L'Église de Satan
Arcis pouvait bien pester en s’excusant platement auprès de
Sa Sainteté, les marchands des bourgs voisins parvenaient chaque fois à tromper
la vigilance de la soldatesque française pour se rendre là-haut, dans le castrum de Montségur. Ils allaient y faire leur marché ! Le meurtre
des inquisiteurs avait fait des chevaliers de Montségur les héros d’une liberté
que la population occitane n’avait pu conquérir. L’Occitanie tout entière
priait pour leur salut. Chaque nuit, des montagnards dévoués à la cause
hérétique franchissaient les lignes ennemies ; des messagers survolaient
tous les dangers pour gagner le Toulousain, le Carcassès, le comté de Foix ou l’Aragon.

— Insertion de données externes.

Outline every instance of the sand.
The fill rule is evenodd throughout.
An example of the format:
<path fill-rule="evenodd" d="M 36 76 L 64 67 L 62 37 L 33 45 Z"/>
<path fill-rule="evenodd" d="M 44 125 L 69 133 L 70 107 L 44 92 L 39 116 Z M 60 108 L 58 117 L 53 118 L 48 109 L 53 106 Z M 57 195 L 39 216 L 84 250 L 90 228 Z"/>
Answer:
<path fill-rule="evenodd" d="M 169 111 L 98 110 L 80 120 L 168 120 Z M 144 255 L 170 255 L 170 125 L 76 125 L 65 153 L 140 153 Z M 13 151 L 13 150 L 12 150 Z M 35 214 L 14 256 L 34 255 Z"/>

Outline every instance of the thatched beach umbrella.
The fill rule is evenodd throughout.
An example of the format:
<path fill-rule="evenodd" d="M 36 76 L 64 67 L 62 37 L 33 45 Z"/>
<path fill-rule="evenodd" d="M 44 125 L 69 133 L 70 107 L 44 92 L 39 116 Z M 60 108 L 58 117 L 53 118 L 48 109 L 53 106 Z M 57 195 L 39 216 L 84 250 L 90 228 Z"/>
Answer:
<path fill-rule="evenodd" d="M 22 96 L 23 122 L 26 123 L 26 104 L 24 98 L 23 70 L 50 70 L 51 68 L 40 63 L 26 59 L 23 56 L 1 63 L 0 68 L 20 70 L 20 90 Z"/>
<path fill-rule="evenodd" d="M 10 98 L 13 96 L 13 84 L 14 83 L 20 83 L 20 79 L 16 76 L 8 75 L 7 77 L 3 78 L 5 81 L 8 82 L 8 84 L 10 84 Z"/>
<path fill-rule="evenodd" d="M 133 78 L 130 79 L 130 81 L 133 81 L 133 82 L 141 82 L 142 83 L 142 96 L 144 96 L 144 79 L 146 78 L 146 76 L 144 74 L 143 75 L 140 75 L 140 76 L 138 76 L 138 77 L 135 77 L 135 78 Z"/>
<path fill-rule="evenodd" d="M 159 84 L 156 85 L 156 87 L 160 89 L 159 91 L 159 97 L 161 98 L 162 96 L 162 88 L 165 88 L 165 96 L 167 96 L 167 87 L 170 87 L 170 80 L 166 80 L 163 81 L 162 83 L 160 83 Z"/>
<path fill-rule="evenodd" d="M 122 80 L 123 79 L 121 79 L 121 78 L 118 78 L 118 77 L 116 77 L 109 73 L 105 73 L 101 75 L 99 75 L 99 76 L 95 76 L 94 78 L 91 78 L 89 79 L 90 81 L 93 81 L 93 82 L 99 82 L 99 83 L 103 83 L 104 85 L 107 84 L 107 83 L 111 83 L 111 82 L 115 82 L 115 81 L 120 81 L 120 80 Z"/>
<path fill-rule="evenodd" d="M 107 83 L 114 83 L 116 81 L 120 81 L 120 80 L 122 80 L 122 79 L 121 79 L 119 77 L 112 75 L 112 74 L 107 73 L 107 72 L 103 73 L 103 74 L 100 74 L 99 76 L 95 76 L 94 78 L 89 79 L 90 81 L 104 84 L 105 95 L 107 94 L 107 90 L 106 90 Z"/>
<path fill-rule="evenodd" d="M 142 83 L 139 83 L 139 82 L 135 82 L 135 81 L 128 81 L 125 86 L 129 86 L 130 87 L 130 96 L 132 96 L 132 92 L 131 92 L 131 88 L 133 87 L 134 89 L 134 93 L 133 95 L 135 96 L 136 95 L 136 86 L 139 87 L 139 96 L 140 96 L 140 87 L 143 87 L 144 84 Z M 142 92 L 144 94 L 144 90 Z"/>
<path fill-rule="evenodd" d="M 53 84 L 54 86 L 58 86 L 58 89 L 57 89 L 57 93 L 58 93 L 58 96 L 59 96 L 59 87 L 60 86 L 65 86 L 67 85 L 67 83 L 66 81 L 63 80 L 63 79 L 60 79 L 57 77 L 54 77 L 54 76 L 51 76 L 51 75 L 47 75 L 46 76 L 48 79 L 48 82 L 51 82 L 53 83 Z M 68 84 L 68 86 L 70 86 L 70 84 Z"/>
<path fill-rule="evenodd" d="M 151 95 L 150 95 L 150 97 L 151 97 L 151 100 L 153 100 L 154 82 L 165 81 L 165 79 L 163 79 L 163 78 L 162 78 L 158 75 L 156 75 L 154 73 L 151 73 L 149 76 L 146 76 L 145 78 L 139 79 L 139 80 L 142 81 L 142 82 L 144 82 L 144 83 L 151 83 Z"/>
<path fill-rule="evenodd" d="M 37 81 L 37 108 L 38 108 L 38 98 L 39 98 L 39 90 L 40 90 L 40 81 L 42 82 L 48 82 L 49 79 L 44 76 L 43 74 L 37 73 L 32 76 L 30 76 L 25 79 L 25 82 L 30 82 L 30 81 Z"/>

Même lorsque ses forces comptèrent dix mille personnes, des Arcis ne put
empêcher les convois de blé et les nouvelles fraîches de parvenir à Montségur. Les
cathares avaient leurs réseaux, patiemment développés durant toutes ces années
de persécution. Ils jouaient à plein et, plus que jamais, Montségur était pour
le cœur du peuple occitan l’emblème de la révolte et le soleil de l’espérance. Pour
les troupes du sénéchal de Carcassonne, l’escalade des parois de la falaise
était impensable ; une volée de pierres jetée depuis le sommet eût suffi à
détruire les cordons français les uns après les autres. Il était inutile de
vouloir se servir des machines de guerres habituelles en de pareilles
circonstances ; le site était inaccessible. La crête orientale était
connue des gens du pays, mais les pistes forestières allaient se perdre au
milieu de nulle part. Ainsi, cinq mois durant, assiégés et assiégeants
campèrent sur leurs positions.
Dans la cour dallée de Montségur, Aimery
se tenait devant une escouade de quinze sergents d’armes et autant d’écuyers. Il
faisait tournoyer son épée, l’abattait devant lui, pivotait sur lui-même dans
un cri ; puis il s’agenouillait, pourfendant de nouveau un ennemi
imaginaire, sa cape volant sur ses flancs. Une fois ce mouvement achevé, les
sergents et écuyers qui lui faisaient face l’imitaient en cadence. Han !
Han ! Ils avançaient comme un seul homme, tournoyaient, frappaient et
s’agenouillaient en poussant des exclamations sauvages. Non loin de lui, des
chevaliers faidits s’entraînaient pareillement avec d’autres corps de
troupes. On trouvait là même des femmes, à qui l’on apprenait à tenir un arc ou
une arbalète. Elles décochaient des bouts de bois à peine taillés vers des cibles
de circonstance, ou des sacs emplis de terre que l’on avait suspendus au préau
des baraquements, comme des gibets de potence. Un ou deux enfants étaient
présents. Escartille lui-même, assis avec eux, laissant couler quelques
cailloux entre ses doigts, assistait à ce spectacle sans rien dire. Esquieu de
Mirepoix se trouvait à côté de lui. Il leva vers Escartille un regard admiratif :
— Ils vont nous défendre ? Dis, ils
vont nous défendre ?
Escartille le considéra un instant.
Il passa la main dans les cheveux ébouriffés
de l’enfant et lui fit un sourire.
— Oui. Ils vont nous défendre.
Puis son sourire le quitta. Il regarda de
nouveau Aimery.
Il virevoltait. Sa participation au commando d’Avignonet
en avait fait l’un des premiers soldats de Montségur et, à son tour, il se
révélait l’âme d’un meneur d’hommes.
Escartille avait peur.
L’un de ces soirs où l’effervescence
régnait au château, il rejoignit sa cabane ; il venait juste d’assister au
premier conseil de guerre que présidaient Raymond de Péreille et Pierre-Roger
de Mirepoix. La tête pleine de ce qu’il avait entendu, il s’apprêtait à
pénétrer dans le logis qu’il occupait avec Aimery et Héloïse, lorsqu’il s’arrêta
net.
Il venait d’entendre quelque chose, des bruits
feutrés, étouffés par le vent. Puis un gémissement. Il resta un instant près du
seuil, posté de telle façon qu’il demeurait invisible de l’intérieur. Et il
comprit.
Il regarda le bout de son pied, écarta un
caillou, les yeux baissés.
Le visage de Louve vint danser devant lui. Elle
lui souriait. Il se souvint de ces nuits d’autrefois, et surtout, des deux
seules nuits qu’il avait passées avec elle. La première nuit, ils avaient conçu
Aimery. La seconde, celle des retrouvailles, du bonheur absolu, de cet amour si
longtemps cherché, enfin retrouvé. Si peu de temps avant que tout ne s’effondre.